Tonga volcano eruption continues to astonish

Scientists have described a massive "magma hammer" they say slammed the underside of the Tonga volcano which erupted so spectacularly in January.

An analysis of seismic waves has revealed four individual events that are interpreted to be thrusts of molten rock beneath the underwater mountain.

Occurring within a five-minute period, each of these blows is calculated to have had a force of a billion tonnes.

It's a further revelation about the behaviour of Hunga-Tonga Hunga-Ha'apai.

The seamount produced the biggest atmospheric explosion ever recorded by modern instrumentation - far bigger even than any nuclear bomb test conducted after WWII.

It displaced some 10 cubic km of rock, ash and sediment, much of it exiting through the volcano's mouth, or caldera, to shoot straight up into the sky, like a "shotgun blast" as one geologist called it.

Scientists have gathered here in Chicago at the American Geophysical Union (AGU) Fall Meeting to compare the latest results of their investigations into what happened.

Dr Yingcai Zheng, from the University of Houston, detailed his team's analysis of the Magnitude 5.8 seismic waves generated just over 10 minutes into the climactic eruption on 15 January.

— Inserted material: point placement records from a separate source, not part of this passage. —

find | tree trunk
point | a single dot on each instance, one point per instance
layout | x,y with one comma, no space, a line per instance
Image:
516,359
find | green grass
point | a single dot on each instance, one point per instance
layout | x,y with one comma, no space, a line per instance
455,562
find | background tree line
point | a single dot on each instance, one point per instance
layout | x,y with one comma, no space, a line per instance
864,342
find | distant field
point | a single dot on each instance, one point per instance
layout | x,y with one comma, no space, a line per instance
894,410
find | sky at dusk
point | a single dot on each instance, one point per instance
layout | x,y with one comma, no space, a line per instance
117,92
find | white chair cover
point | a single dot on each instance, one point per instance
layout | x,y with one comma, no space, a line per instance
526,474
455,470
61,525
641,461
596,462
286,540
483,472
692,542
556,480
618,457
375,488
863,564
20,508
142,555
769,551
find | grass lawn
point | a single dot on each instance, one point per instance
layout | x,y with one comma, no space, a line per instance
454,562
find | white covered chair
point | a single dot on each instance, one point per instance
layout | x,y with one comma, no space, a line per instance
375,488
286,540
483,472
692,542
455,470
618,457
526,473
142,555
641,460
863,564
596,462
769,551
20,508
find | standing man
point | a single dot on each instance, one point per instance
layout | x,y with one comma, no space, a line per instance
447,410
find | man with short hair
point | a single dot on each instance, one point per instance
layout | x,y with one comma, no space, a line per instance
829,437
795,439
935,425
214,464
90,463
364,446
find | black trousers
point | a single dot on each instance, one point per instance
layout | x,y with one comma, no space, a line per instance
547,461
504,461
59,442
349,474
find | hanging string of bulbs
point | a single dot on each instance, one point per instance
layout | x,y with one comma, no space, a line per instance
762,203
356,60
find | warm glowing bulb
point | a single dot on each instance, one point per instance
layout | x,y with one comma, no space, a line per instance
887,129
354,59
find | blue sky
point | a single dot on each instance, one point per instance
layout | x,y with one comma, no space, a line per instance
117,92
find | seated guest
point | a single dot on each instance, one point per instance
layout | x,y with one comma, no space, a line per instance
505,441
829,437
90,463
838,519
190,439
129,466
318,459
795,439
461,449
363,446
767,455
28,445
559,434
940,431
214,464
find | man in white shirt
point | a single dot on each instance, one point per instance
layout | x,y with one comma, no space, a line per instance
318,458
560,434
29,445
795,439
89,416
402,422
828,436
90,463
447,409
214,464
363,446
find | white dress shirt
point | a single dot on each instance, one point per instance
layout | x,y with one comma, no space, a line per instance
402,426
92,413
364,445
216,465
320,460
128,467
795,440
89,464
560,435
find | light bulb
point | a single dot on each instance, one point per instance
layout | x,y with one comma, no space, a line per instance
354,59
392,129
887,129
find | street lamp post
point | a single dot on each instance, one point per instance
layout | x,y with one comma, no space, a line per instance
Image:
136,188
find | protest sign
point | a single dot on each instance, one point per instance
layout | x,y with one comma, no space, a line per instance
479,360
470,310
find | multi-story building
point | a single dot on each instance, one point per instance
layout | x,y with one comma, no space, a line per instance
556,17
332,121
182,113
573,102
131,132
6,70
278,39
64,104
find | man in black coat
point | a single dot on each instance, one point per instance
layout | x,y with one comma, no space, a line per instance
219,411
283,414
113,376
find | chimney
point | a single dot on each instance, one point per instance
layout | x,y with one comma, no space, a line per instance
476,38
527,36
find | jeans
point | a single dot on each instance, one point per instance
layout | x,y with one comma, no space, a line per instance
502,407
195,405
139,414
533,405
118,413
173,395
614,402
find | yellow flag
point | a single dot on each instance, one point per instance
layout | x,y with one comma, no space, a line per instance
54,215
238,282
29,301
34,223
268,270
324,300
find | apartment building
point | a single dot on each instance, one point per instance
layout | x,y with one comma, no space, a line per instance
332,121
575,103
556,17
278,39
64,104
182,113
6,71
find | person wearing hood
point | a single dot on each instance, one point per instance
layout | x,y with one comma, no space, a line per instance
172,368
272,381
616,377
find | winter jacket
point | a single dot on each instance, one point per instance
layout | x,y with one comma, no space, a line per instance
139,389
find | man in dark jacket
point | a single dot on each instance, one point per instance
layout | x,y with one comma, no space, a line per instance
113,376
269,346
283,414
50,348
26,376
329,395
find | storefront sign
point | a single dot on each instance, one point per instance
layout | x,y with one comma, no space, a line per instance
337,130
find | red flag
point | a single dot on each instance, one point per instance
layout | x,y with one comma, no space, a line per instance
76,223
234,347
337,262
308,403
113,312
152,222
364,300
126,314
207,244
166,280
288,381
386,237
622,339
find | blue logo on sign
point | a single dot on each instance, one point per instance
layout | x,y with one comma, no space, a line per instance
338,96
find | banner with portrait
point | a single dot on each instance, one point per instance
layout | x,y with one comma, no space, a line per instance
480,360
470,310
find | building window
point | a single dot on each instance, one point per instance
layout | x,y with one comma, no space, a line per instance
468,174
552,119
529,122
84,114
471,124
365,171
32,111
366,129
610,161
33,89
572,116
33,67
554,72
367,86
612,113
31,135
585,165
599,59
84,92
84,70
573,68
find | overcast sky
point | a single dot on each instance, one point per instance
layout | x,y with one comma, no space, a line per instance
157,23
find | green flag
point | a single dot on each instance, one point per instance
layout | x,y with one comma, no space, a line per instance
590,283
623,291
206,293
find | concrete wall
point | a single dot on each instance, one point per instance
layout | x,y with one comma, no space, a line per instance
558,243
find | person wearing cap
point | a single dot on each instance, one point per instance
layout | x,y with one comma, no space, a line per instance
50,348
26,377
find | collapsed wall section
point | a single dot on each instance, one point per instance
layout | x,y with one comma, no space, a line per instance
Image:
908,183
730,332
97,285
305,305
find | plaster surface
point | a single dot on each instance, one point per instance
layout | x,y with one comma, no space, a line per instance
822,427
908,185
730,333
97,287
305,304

These signals were picked up at more than 400 monitoring stations around the globe.

Dr Zheng attributes them to a pulse of magma moving up from below the mountain and hitting the base of the caldera.

"I think it could be like a new batch of magma suddenly just reaching into the magma chamber and over-pressurising the chamber," he said. "The pulse of the magma is travelling up at high speed and it's like a train hitting the base of the wall. It hammered four times within 300 seconds," he told BBC News.